Publications Details

In situ observation of irradiation-induced enhancement to the desorption pressure of zirconium hydride in a nuclear reactor

Robinson, Donald A.; Hood, Ryan T.; Peters, Nickie J.; Kolasinski, Robert; Brockman, John D.; Thurmer, Konrad; Hattar, Khalid; Lang, Eric; Stavila, Vitalie; Cowgill, Donald F.; Karnesky, Richard A.

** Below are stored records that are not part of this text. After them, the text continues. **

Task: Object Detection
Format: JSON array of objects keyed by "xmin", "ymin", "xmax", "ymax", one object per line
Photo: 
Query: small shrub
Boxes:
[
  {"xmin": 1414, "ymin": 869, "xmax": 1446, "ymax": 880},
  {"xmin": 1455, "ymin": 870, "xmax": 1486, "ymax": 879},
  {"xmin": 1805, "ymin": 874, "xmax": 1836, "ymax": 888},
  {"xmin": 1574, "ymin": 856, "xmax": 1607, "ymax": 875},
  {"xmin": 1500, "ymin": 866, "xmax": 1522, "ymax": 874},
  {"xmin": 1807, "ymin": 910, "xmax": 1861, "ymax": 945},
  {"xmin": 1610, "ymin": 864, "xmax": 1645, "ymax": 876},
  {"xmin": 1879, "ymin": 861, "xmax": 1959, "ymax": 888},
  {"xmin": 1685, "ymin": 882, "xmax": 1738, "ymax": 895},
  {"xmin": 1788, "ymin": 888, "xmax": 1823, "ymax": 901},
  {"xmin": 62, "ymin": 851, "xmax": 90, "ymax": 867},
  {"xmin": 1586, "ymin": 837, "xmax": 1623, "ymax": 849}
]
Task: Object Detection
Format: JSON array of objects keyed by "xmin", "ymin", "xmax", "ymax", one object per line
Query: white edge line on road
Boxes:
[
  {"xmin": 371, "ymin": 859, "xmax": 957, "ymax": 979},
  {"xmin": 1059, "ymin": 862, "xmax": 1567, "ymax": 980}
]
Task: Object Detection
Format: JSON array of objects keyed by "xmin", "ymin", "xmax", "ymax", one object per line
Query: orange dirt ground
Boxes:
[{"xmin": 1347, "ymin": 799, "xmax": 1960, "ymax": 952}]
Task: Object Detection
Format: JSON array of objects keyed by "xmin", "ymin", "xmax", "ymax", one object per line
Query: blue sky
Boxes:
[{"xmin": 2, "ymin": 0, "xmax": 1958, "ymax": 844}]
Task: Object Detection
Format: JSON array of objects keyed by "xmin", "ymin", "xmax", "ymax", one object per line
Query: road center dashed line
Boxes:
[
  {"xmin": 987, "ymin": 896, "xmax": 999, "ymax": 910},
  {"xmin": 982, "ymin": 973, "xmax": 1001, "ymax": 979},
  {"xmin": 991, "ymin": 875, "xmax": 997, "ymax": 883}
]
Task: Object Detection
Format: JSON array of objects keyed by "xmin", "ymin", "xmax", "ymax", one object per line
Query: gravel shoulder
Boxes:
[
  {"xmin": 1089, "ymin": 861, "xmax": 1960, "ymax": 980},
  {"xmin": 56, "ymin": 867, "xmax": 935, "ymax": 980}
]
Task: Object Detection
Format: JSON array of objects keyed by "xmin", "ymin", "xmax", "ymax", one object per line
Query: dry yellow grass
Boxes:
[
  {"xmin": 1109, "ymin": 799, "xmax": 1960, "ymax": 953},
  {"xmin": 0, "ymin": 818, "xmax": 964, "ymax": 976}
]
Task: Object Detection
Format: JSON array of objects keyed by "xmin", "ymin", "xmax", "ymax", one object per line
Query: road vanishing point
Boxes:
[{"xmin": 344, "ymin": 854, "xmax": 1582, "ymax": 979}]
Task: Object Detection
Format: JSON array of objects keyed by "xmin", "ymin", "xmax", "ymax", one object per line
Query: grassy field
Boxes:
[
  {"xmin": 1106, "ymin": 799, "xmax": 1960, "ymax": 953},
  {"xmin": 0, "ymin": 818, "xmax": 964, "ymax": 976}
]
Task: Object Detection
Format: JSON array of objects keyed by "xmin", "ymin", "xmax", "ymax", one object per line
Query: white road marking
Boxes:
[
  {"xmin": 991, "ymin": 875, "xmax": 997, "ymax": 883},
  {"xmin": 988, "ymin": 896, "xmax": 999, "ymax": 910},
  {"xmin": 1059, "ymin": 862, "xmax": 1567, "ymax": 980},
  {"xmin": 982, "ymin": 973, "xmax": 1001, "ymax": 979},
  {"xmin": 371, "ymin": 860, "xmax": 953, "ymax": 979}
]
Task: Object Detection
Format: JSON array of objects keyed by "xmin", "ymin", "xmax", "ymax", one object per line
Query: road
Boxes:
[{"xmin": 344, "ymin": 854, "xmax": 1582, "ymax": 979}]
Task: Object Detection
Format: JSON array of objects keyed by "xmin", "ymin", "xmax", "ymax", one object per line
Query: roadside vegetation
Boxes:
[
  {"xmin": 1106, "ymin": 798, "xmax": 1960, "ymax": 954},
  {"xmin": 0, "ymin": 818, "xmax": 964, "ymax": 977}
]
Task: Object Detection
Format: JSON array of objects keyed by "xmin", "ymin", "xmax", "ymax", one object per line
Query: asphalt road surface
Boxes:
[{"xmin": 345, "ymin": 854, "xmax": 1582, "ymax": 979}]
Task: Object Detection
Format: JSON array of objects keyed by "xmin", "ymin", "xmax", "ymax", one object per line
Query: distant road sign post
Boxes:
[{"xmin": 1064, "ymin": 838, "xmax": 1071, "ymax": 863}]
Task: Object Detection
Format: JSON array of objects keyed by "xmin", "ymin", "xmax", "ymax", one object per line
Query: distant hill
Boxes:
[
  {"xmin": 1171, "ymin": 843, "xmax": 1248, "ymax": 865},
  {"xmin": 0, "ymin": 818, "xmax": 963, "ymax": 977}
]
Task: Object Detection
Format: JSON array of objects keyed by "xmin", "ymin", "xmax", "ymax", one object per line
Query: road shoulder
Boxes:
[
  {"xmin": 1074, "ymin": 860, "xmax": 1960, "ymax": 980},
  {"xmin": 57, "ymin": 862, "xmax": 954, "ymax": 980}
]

We quantify the effect of a nuclear-reactor environment on the hydrogen isotope equilibrium vapor pressure over pure zirconium and zirconium hydride. A vacuum-sealed capsule containing a zirconium foil with 6 atom% deuterium was irradiated at a neutron flux of ~10¹⁴ cm^-2 s^-1 at the University of Missouri Research Reactor (MURR). The internal stainless-steel (SS) sample holder acted as the heat source via gamma absorption. To measure low desorption pressures in a high-flux environment, we developed a method to transduce pressure from the measured sample temperature during irradiation, calibrating with known deuterium pressures in unirradiated capsules at various heating powers using an internal filament-heated system designed to mimic irradiation-induced heating. Our temperature-pressure transduction method operates similarly to a Pirani or thermocouple pressure gauge. The in-reactor measurements revealed a roughly 4-fold enhancement in desorption pressure after only 6 h of irradiation (~2 × 10¹⁸ cm^-2 neutron fluence) compared to thermal desorption in control experiments, indicating a nonthermal contribution from neutron irradiation. The slower temperature/pressure stabilization rate in the reactor suggests that desorption pressure enhancement increases with neutron fluence. Further, this enhancement signifies increased solubility of hydrogen isotopes in zirconium during irradiation. We propose that high-energy neutron collisions with hydrogen isotopes in hydrides lead to their decomposition at lower temperatures, supersaturating the surrounding αZr lattice and resulting in higher desorption pressure, which continues to rise as more hydrides dissolve with increasing neutron fluence.